Nigeria, è guerra civile nel Nord
Nel quarto giorno consecutivo di scontri nel nord della
Nigeria, le tensioni sembrano aver abbandonato il centro di Kano,
la seconda città più grande del paese, a maggioranza musulmana.
Ma solo per spostarsi poco più in là, a Tudun Wada, un distretto
operaio nella parte occidentale della città. Domenica notte la
polizia ha pattugliato le strade con carri armati. Il coprifuoco
è in vigore dalle sette di sera alle 6 del mattino. La polizia ha
l'ordine di sparare a vista contro chiunque rappresenti un
pericolo all'ordine pubblico, e nei giorni scorsi ha causato otto
vittime. Testimoni riferiscono di essere stati attaccati anche da
"uomini in uniforme". Masse di persone stanno abbandonando la
zona: o si trasferiscono a sud, a maggioranza cristiano, o a
Sabon Gari, un'area riservata ai non musulmani. Nonostante il
mercato abbia riaperto ieri in un'apparente ritorno alla
normalità, stanno cominciando a scarseggiare le scorte alimentari
e diverse aree della città sono senza acqua ed elettricità.
KANO
CAMILLA LAI
Nei giorni scorsi sono state incendiate almeno tre chiese e 16
moschee - una anche a Sabon Gari. Il numero ufficiale delle
vittime è salito a 18, ma i rappresentanti delle comunità parlano
di almeno 200 morti. Le fonti del governo hanno sempre avuto la
tendenza a tenere basso il numero dei morti, per non provocare
reazioni a catena. Anche stavolta parlano di bande locali, armati
di machete, non necessariamente legate a etnie specifiche o
comunità religiose. Ma testimoni oculari riferiscono di gruppi di
giovani integralisti - islamici e cristiani - che attaccavano
chiunque fosse riconosciuto come infedele.
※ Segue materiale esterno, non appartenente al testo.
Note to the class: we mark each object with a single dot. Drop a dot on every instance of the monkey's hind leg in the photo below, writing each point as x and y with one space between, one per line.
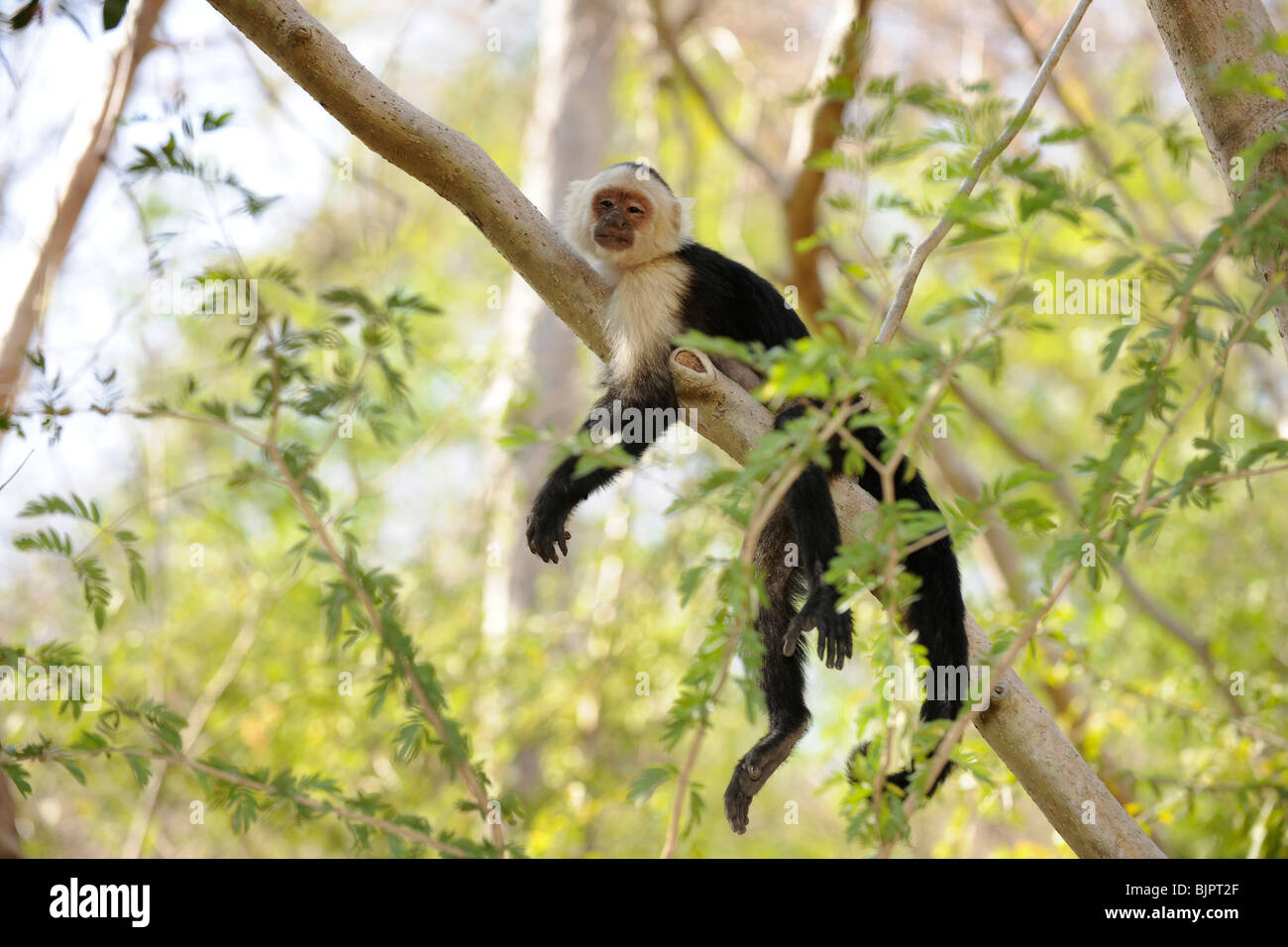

Fonti diplomatiche italiane ad Abuja hanno parlato di vera e
propria "guerra civile". Ma per il presidente nigeriano Olusegun
Obasanjo "non c'è da preoccuparsi". Da Parigi, dove si trova per
una conferenza dell'Unesco, ha dichiarato che non ritiene
necessarie ulteriori misure di sicurezza - già implementate nello
scorso fine settimana con l'invio di truppe federali. Ha così
motivato la tranquillità con cui il governo affronta la crisi:
"Sapevamo che ci sarebbero stati dei gruppi che avrebbero voluto
esprimere il loro dissenso". Gruppi che, evidentemente, hanno
colto al volo l'occasione, comprese manifestazioni pacifiste, per
un regolamento dei conti.
La violenza è scoppiata venerdì, dopo la preghiera nelle moschee.
Ormai non ci sono più dubbi: le manifestazioni di protesta contro
i bombardamenti americani in Afghanistan, per stanare Osama bin
Laden, erano solo un pretesto per dare sfogo a ben altri
problemi.
La questione che più infiamma la popolazione, da due anni, è
l'applicazione della sharia, la legge islamica. Nello
stato di Kano la modifica legislativa, approvata nel giugno 2000,
è entrata in vigore il successivo novembre. Ma la comunità
cristiana di Kano, pur in minoranza, non è così piccola. E
sebbene la legge possa variare a seconda di come esattamente
venga applicata, la sharia tende a invadere sfere che
esulano dalla sola legge penale, comprese quella culturale e
sociale. Da mesi, quindi, a Kano è proibito bere alcool,
prostituirsi, giocare d'azzardo; le scuole sono separate per
sessi e esistono - obbligatori - tassì per sole donne.
Le violente proteste - o gli sforzi per costringere tutti a
uniformarsi alla normativa - si sono sparse a macchia d'olio nei
12 stati del nord che hanno approvato la sharia: da
Kaduna (oltre 2000 vittime a febbraio del 2000) a Jos (500
vittime e 16 moschee bruciate in un fine settimana), da Jos a
Kano. "Questa è solo la punta di un iceberg: se non succede di
nuovo a Kano, sarà in qualche altra zona della Nigeria". Il
genocidio - i gruppi religiosi corrispondono a etnie diverse
(Hausa e Fulanis musulmani e Berom e Ibo cristiani) - sembra
cominciato. Non è improbabile che le voci degli integralisti
nigeriani risveglino altri fratelli africani: Sudan - diviso
ormai da vent'anni su basi etnico-religiose -, Sud Africa, con
numerosi fondamentalisti soprattutto nelle città e Somalia, dove
ieri il bilancio degli ultimi tre giorni di scontri -
nell'avvicinarsi dell'anniversario di un |governo ancora
provvisorio - è di almeno 20 di vittime.